0:00. Grizzlies 3. Knights 2.

We’d done it.

Series tied.

Alive again.

The bench exploded, sticks banging, gloves flying. Someone yelled my name, maybe two or three voices together. For a second, I let myself look at him.

Drew.

Across the ice, hands shoved in his pockets, face composed—but his eyes said everything.

The locker room was chaos: music thumping, steam rising off our gear, everyone riding that razor edge between exhaustion and euphoria.

Tank was half shouting, half laughing, “We’re not done!”

Jester threw an arm around Devin. “We’re coming for the finals, baby!”

Then Drew stepped in. The room went still like someone cut the power.

“That,” he said, “was what this team was built to do. You were down. You could’ve folded. Instead, you fought for every inch. That’s who we are. Not a stat, or a standing. We are fighters.”

His voice was calm, low, even. That quiet command that made you believe him.

God, he was good at this—at knowing when to light a fire and when to cool it down. I’d watched him stay composed through two bad calls, a crowd that booed. He never cracked. Never raised his voice. Just set his jaw, steadied his gaze, and we followed.

And maybe that’s why watching him now—still flushed from the win, hair damp, sleeves pushed up—did something to me I couldn’t let show.

He looked like control made flesh.

And it was the sexiest damn thing I’d ever seen.

He dropped his tone another notch. “We get one more. One more game, one more chance to prove this isn’t luck. It’s work. It’s belief.”
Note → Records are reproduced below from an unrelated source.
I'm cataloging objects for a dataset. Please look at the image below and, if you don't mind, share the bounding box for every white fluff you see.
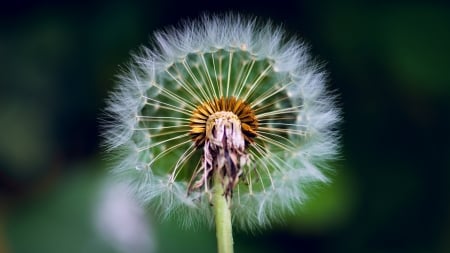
[103,13,340,229]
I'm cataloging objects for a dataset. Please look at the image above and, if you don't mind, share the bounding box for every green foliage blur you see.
[1,1,449,253]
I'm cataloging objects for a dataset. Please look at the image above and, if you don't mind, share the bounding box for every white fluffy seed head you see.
[102,13,340,230]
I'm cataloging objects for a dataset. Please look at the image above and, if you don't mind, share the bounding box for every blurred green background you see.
[1,1,449,252]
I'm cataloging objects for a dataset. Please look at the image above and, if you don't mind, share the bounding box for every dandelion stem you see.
[213,172,234,253]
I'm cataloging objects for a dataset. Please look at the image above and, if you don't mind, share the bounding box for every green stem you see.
[213,173,234,253]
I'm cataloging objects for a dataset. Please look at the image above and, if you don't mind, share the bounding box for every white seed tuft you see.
[102,13,340,230]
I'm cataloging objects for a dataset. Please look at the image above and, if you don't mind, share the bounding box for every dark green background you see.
[1,1,449,252]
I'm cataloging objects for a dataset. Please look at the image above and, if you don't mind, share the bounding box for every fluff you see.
[103,13,340,230]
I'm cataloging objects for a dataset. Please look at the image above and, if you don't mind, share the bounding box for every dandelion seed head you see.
[103,13,340,229]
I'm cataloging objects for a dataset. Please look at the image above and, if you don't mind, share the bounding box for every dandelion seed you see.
[103,13,340,234]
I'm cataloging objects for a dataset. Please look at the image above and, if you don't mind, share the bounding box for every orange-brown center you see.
[189,97,258,147]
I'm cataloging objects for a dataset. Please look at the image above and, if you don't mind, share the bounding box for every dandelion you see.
[103,13,340,253]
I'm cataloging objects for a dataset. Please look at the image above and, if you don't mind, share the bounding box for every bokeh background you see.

Then he broke into a grin. “Rest up. Hydrate. Eat something green for once.”

Laughter rolled through the room, breaking the tension just enough. But when he turned, our eyes met again.

A single heartbeat.

That was all.

But it landed deep—like pressure behind the ribs, a connection sparking through every inch of me.

I couldn’t touch him here, couldn’t even hold the look for more than a breath.

Didn’t matter.

That one second was enough to light me up from the inside out.

By the time I made it back to the hotel, my body ached in places I didn’t know could ache. But the adrenaline hadn’t faded. Not even close. We’d won. And all I wanted now was to share that win—with him.

After showering, I wrapped a towel around my hips, hair still damp. I crossed the carpet and knocked—three quick raps, not nearly soft enough to hide the urgency underneath. The lock turned. The door opened. And there he was.